Why can’t you get through to your partner?
You’re in a relatively long-term relationship, and things just aren’t getting better. They were great at first, but not have stalled out. What exactly are you to do? You have tried being nice. You have tried beating sense into each other. You have tried arguing. Months or years have gone by and the situation seems to be at an impasse. While this is a common narrative, it doesn’t have to be perpetually so. There are ways to get improvement in your relationship, assuming you use expert advice. Generally speaking, expert advice is that which does not come naturally to you. We aren’t born with strong logic and critical thinking skills, meaning that our emotions tend to lead the way. It made sense when there were lions and bears (adaptive), but the context has changed and the same impulses do us little good when met with an upset partner.
I created the 3-phase approach to saving a relationship from a solid understanding of what works and what doesn’t work. It is what I guide couples through when coaching them. The 3-phase approach is basically a guided effort meant to elicit positive change in one’s relationship. The typical couple skips straight to phase 2 or 3 but in an altered fashion. The more direct approaches to instigate change tend to be more hit or miss, meaning that they are best saved for later. There is a basic reality that underscores the 3-phase approach.
Look back at just about every relational argument you have ever had. You have a complaint and bring it forth to your partner. Soon after, your partner finds something wrong that you have done, neglecting to directly comment on your complaint. If you are good at managing your emotions, you try to keep the topic from spiraling out of control by continuing to talk about the one complaint that you had. Unfortunately, it didn’t work and you feel that you have to drop the complaint or battle it out with your partner. The typical couple employs this type of arguing, but let us not assume that people are inherently bad for doing this. It is normal but does get in the way of enjoying a fruitful relationship. The “why” is because individuals don’t like to feel or look inconsistent or wrong. It also threatens their emotional well-being.
Basically, you are in a situation similar to tit-for-tat. If you have a complaint, your partner will bring up one of theirs.

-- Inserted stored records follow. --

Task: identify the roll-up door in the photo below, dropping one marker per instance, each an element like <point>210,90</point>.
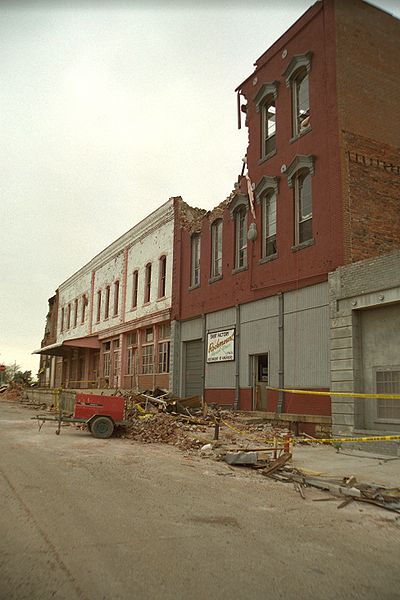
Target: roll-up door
<point>194,367</point>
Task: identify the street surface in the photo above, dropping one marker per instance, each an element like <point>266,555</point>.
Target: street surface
<point>114,519</point>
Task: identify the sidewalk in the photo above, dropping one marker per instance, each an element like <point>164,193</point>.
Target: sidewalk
<point>365,466</point>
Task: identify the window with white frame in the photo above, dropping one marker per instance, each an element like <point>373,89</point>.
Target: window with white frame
<point>76,303</point>
<point>299,174</point>
<point>116,298</point>
<point>131,343</point>
<point>388,382</point>
<point>240,217</point>
<point>216,248</point>
<point>106,359</point>
<point>84,305</point>
<point>195,260</point>
<point>147,283</point>
<point>135,281</point>
<point>268,224</point>
<point>107,303</point>
<point>297,78</point>
<point>163,357</point>
<point>162,274</point>
<point>265,101</point>
<point>303,207</point>
<point>147,359</point>
<point>98,315</point>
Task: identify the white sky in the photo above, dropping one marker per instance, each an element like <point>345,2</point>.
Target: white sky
<point>107,110</point>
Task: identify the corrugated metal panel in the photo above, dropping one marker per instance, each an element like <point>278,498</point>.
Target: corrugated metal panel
<point>222,318</point>
<point>307,348</point>
<point>193,368</point>
<point>268,307</point>
<point>259,337</point>
<point>191,330</point>
<point>309,297</point>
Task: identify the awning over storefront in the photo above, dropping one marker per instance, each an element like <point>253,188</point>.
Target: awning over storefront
<point>64,348</point>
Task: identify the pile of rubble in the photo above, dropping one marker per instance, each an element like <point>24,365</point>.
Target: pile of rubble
<point>165,429</point>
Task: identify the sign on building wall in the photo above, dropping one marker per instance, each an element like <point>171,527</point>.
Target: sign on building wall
<point>221,346</point>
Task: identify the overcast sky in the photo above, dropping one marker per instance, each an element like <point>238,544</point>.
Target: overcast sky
<point>106,110</point>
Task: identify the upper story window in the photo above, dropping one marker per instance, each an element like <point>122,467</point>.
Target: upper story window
<point>147,283</point>
<point>216,248</point>
<point>135,281</point>
<point>240,237</point>
<point>299,175</point>
<point>268,224</point>
<point>195,260</point>
<point>76,312</point>
<point>297,78</point>
<point>266,105</point>
<point>116,298</point>
<point>98,306</point>
<point>303,201</point>
<point>107,304</point>
<point>68,316</point>
<point>84,305</point>
<point>162,275</point>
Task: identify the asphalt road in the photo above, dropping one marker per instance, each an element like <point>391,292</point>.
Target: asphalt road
<point>110,519</point>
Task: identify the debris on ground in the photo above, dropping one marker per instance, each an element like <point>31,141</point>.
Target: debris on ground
<point>12,392</point>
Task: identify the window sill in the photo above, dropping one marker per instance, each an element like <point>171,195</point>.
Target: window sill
<point>214,279</point>
<point>300,134</point>
<point>239,270</point>
<point>269,258</point>
<point>305,244</point>
<point>266,157</point>
<point>193,287</point>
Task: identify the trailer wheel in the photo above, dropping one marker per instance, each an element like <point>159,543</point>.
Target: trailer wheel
<point>102,427</point>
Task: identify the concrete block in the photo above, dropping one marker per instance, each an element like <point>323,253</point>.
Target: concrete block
<point>345,364</point>
<point>341,343</point>
<point>340,332</point>
<point>241,458</point>
<point>341,354</point>
<point>342,376</point>
<point>343,321</point>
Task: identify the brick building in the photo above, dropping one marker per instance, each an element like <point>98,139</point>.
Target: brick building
<point>322,158</point>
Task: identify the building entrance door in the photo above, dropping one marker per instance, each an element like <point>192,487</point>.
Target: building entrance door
<point>260,381</point>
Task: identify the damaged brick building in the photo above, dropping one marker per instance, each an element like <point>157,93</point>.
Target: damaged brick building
<point>247,299</point>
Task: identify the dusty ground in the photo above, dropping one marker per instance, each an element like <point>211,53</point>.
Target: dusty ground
<point>111,519</point>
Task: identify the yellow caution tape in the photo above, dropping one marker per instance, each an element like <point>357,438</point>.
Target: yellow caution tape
<point>372,438</point>
<point>328,393</point>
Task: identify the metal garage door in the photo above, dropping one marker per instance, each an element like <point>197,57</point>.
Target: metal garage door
<point>193,368</point>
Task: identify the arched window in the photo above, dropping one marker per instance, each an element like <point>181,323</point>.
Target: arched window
<point>147,283</point>
<point>268,224</point>
<point>297,78</point>
<point>116,298</point>
<point>240,237</point>
<point>303,204</point>
<point>107,306</point>
<point>162,274</point>
<point>216,248</point>
<point>195,260</point>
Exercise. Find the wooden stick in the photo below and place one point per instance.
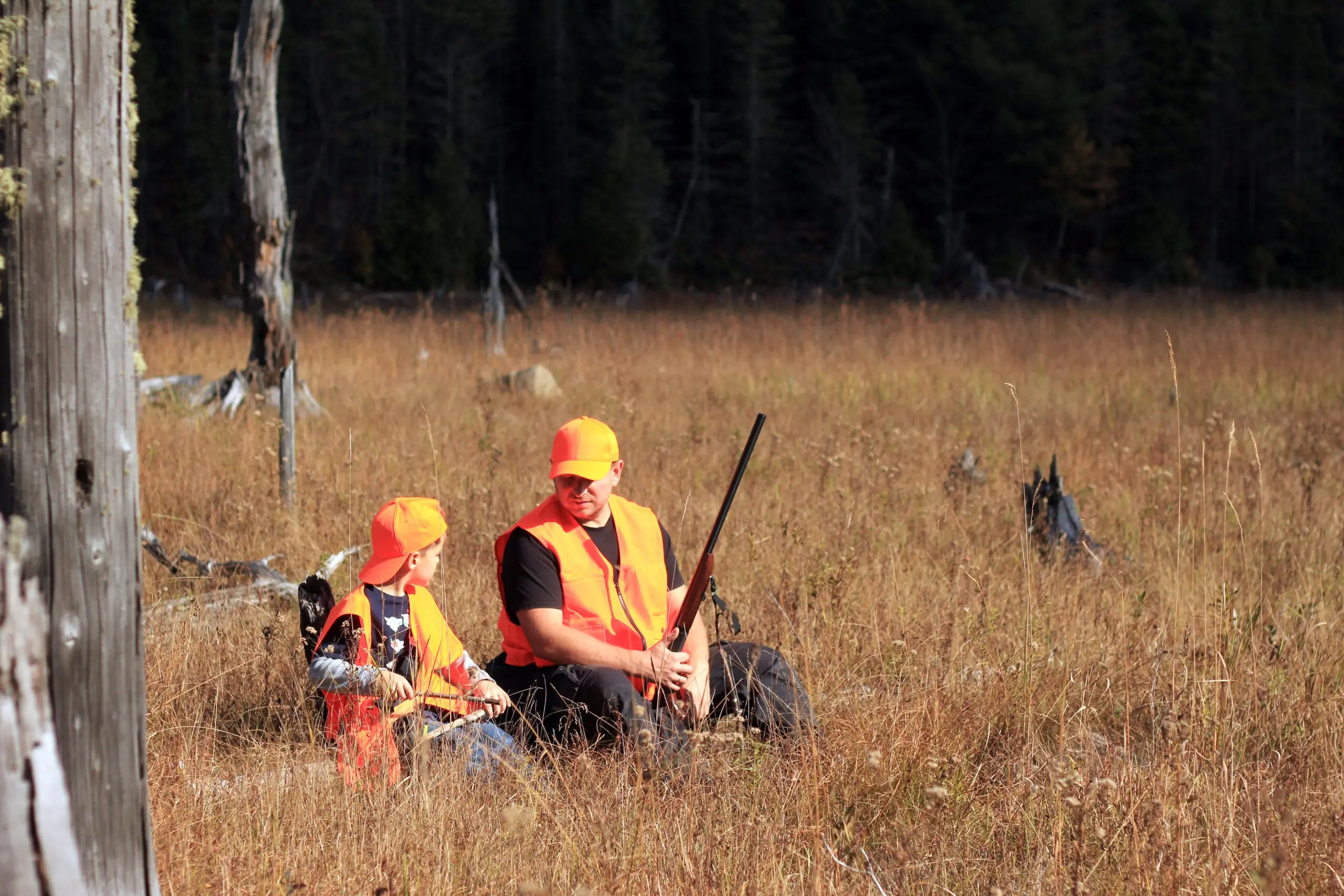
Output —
(444, 730)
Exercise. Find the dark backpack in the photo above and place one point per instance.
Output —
(315, 605)
(1053, 516)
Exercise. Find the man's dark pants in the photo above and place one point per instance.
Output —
(600, 704)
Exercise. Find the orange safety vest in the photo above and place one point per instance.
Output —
(362, 731)
(629, 610)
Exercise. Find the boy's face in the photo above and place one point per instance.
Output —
(586, 499)
(424, 563)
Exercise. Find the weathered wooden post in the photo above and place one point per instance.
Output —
(268, 291)
(68, 414)
(37, 839)
(494, 307)
(287, 437)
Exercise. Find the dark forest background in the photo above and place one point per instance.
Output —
(824, 141)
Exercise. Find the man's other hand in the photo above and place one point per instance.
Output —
(394, 686)
(671, 669)
(487, 688)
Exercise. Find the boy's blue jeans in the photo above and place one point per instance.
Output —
(486, 746)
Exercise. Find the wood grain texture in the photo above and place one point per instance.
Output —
(69, 312)
(38, 849)
(269, 296)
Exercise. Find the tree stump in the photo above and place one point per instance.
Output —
(69, 462)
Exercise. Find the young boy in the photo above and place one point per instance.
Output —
(387, 645)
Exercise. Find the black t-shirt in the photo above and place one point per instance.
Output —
(531, 574)
(390, 616)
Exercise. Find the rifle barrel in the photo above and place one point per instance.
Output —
(733, 487)
(699, 582)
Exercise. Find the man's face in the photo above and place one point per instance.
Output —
(425, 565)
(586, 499)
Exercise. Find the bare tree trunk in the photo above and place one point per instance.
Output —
(70, 397)
(269, 294)
(494, 307)
(38, 846)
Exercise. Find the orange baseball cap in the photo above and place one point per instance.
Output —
(401, 527)
(584, 448)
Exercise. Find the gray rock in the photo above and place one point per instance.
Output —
(536, 381)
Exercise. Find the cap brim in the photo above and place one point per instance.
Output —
(584, 469)
(380, 570)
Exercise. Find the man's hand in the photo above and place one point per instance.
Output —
(671, 669)
(487, 688)
(699, 691)
(393, 686)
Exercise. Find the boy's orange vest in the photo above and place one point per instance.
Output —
(363, 733)
(629, 610)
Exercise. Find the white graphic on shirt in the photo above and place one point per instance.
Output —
(393, 628)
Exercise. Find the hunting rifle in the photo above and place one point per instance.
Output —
(699, 583)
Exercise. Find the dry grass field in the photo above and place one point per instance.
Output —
(991, 721)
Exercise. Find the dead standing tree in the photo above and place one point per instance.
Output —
(68, 409)
(492, 304)
(269, 293)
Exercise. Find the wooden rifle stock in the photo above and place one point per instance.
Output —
(699, 583)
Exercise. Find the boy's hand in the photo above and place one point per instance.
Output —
(394, 686)
(487, 688)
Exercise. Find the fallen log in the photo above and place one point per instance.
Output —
(265, 582)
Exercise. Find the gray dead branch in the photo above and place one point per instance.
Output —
(265, 583)
(230, 392)
(536, 381)
(301, 775)
(1064, 289)
(964, 473)
(170, 387)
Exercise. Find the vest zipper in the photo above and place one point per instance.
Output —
(622, 598)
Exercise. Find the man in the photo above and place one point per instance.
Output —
(591, 592)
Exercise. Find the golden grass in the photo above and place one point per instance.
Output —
(990, 721)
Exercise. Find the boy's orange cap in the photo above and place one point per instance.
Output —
(584, 448)
(401, 527)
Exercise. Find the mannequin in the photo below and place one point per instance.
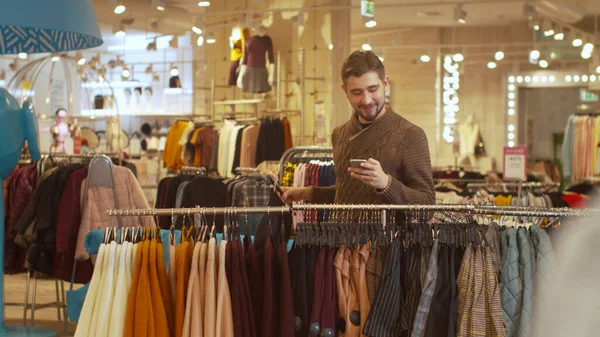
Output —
(61, 130)
(254, 76)
(469, 136)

Even if you agree that you were wrong and are sorry, there is often no reciprocity on the other side. Instead of fighting against this reality, we must embrace it. We accept this as a challenge and adapt to it. The principles needed to master this reality are the backbone of my 3-phase approach to saving a relationship. Now, this is most pronounced in phase 1, which requires you to work your tail off to make a number of self-improvements while loving your partner unconditionally. This gets challenged by some individuals due to the apparent lack of fairness, but we can either have a fair relationship or a happy one. You decide.
When we employ phase 1, you work to address your partner’s concerns, while being proactive to do the same for pitfalls that you find in an objective analysis. Every concern that you address is removing ammo from the chamber of your partner’s argument pistol. Because your partner also has an inherent desire for fairness, not having large concerns to “point out” is going to make it dramatically easier for them to hear what you have to say. Then, we have must make sure to make bringing up your concerns as frictionless as possible. This requires time and patience, which is another thing that will not feel entirely natural to you. I am sure you have a number of complaints, which is fine, but this will require months to resolve fully.

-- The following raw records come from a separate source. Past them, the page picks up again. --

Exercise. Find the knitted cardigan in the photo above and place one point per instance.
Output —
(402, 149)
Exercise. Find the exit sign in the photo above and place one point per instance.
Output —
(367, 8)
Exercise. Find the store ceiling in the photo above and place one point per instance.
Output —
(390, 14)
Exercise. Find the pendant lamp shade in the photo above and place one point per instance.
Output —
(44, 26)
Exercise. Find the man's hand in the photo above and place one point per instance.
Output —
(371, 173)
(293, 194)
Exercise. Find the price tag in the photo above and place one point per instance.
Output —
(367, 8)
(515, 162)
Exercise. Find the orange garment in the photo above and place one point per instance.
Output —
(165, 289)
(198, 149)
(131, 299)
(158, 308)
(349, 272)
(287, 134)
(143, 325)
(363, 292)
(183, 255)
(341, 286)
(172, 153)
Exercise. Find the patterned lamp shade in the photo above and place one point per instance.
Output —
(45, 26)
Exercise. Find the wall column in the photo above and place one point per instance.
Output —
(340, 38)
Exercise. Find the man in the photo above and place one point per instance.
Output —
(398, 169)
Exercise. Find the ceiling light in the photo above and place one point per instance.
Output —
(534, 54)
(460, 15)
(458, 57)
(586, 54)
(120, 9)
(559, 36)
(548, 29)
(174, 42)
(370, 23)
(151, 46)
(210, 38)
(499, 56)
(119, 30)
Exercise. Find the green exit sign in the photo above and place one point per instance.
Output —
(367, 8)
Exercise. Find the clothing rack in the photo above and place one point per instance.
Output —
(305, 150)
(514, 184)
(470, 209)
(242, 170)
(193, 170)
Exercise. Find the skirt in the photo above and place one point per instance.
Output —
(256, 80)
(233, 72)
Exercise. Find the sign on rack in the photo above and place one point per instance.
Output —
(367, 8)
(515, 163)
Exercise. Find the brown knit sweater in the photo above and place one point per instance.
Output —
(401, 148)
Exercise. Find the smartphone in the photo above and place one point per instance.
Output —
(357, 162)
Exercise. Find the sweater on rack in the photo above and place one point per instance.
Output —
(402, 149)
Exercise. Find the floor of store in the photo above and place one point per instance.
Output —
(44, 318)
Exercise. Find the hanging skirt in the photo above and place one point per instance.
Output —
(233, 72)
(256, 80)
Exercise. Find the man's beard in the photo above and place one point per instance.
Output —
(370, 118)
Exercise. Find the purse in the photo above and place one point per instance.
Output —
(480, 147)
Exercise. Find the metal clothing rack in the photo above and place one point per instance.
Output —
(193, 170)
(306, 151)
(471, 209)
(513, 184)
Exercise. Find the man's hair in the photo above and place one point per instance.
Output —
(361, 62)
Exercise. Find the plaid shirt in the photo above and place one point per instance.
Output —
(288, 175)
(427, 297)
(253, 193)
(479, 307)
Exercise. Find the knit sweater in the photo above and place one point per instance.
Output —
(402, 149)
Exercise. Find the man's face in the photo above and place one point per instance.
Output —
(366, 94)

You might be pondering about what would happen if your partner didn’t ever address your concerns. Those are valid questions to have, which is why there is a 2nd and 3rd phase to this approach. Explaining the other phases will be the topic of a future post, but what can be said now is that escalating in the phases entails being more direct with your partner. Done correctly, we remove any objective reason for your partner to not reciprocate the love back. By no means should one “expect” any particular result from the very first phase. Each relationship is different and the longer the couple has disconnected, the longer results will tend to take.